In a short video released on social media, Mr Navalny said he had bought tickets for a Sunday flight into Moscow: “Russia is my country, Moscow is my city, and I miss them both. On 17 January, I’m coming home.”

The opposition leader, who has been in Germany since late August having been transferred to Berlin for life-saving treatment, said there was never any doubt in his mind that he would travel back. Germany was a “cool country,” but he was there not of his own free will.

“I found myself in Germany in an intensive care box because they tried to kill me” he said. “Now Putin, having given the order to kill me, is going crazy in his bunker, telling his servants to do everything to stop me returning.”

Mr Navalny fell into a coma on a flight from Siberia to Moscow on 20 August. Several independent European laboratories later concluded he had been poisoned with a nerve agent from the Novichok family of compounds first developed in the Soviet Union.

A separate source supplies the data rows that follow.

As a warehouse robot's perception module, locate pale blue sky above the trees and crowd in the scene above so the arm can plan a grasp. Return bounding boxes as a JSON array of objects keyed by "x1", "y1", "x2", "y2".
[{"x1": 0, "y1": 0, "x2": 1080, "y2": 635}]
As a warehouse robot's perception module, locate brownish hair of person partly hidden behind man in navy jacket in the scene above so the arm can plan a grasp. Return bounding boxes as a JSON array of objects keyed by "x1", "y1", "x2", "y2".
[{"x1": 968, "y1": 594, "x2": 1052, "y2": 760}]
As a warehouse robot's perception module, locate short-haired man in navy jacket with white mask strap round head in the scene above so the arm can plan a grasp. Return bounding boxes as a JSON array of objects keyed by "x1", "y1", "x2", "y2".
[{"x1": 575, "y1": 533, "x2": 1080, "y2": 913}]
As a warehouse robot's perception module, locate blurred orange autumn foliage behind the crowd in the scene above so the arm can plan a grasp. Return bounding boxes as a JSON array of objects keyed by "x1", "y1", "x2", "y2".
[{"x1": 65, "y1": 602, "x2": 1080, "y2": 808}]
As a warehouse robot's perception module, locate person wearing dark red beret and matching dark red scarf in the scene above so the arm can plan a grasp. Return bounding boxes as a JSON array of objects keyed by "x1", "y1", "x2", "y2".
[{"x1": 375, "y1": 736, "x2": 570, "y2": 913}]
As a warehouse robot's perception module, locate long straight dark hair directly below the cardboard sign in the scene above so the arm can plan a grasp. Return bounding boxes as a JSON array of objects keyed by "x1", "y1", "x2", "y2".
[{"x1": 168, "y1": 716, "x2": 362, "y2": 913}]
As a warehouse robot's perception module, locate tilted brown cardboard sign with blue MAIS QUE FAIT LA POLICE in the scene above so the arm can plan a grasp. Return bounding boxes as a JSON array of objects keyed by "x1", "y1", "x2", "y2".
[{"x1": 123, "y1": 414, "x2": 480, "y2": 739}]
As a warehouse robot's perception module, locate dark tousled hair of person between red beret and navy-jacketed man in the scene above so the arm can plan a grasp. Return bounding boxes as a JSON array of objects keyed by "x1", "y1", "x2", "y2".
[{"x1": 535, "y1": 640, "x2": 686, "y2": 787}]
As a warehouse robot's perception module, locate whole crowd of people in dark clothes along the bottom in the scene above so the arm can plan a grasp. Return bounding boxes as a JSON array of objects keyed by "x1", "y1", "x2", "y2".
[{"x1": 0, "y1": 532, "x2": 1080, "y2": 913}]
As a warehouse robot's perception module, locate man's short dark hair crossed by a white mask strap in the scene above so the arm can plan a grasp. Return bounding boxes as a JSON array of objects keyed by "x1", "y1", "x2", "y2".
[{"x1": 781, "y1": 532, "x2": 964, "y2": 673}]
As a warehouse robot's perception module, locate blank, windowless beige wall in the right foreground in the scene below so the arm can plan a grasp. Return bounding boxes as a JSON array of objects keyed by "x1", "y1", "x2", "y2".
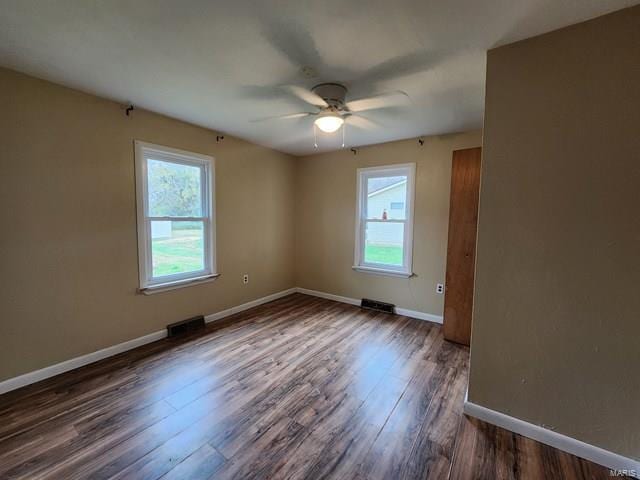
[{"x1": 469, "y1": 7, "x2": 640, "y2": 458}]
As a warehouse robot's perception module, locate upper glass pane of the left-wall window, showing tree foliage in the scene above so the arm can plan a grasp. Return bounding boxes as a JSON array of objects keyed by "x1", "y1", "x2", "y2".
[{"x1": 147, "y1": 159, "x2": 202, "y2": 217}]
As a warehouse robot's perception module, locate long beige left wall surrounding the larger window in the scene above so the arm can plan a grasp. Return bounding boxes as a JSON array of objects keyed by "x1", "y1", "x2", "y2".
[{"x1": 0, "y1": 70, "x2": 295, "y2": 380}]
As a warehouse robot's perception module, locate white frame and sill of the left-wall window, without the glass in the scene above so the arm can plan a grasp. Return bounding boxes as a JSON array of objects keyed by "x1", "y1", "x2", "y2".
[{"x1": 135, "y1": 140, "x2": 218, "y2": 294}]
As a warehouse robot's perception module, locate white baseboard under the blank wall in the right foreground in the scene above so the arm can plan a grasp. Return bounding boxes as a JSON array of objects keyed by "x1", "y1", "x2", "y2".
[{"x1": 464, "y1": 400, "x2": 640, "y2": 478}]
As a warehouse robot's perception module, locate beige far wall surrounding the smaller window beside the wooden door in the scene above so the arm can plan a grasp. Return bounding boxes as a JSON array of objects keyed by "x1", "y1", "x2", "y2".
[{"x1": 296, "y1": 131, "x2": 481, "y2": 315}]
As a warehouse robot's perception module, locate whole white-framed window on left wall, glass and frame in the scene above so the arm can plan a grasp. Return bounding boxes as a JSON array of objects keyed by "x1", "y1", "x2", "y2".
[{"x1": 136, "y1": 142, "x2": 217, "y2": 292}]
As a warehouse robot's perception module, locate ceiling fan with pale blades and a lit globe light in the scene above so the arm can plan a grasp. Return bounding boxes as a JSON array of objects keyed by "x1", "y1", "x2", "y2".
[{"x1": 254, "y1": 83, "x2": 409, "y2": 137}]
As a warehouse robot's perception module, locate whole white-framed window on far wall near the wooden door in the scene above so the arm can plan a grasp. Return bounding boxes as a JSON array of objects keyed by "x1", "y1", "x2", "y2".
[{"x1": 353, "y1": 163, "x2": 415, "y2": 277}]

A separate journalistic investigation later determined the opposition politician had been followed by a hit squad of state security agents for the best part of four years. In a follow up to that report, Mr Navalny himself tricked one of his would-be assassins into an apparent confession, teasing stunning details of the operation during a hoax phone call.

Russian authorities, who deny any involvement in the apparent assassination attempt, have not behaved in a way that is wholly consistent with innocence.

State investigators first refused to open a criminal investigation into the fact of his poisoning. Then police opened such an investigation against Mr Navalny’s associates for merely appearing at the Moscow apartment of the alleged security agent.

On Tuesday, the state penitentiary service announced is was pushing for a suspended sentence still hanging over the Putin critic to be converted into a real jail term.

That sentence, handed down in 2014 in the so-called “Yves Rocher” trial, was later dismissed by the European Court of Human Rights as “unjust.” Despite that censure, Russia has refused to overturn the verdict.

Speaking at his annual press conference in December, Vladimir Putin insisted his men had anything to do with Mr Navalny’s poisoning.

“If they wanted to do it, they’d have finished the job,” the Russian president said.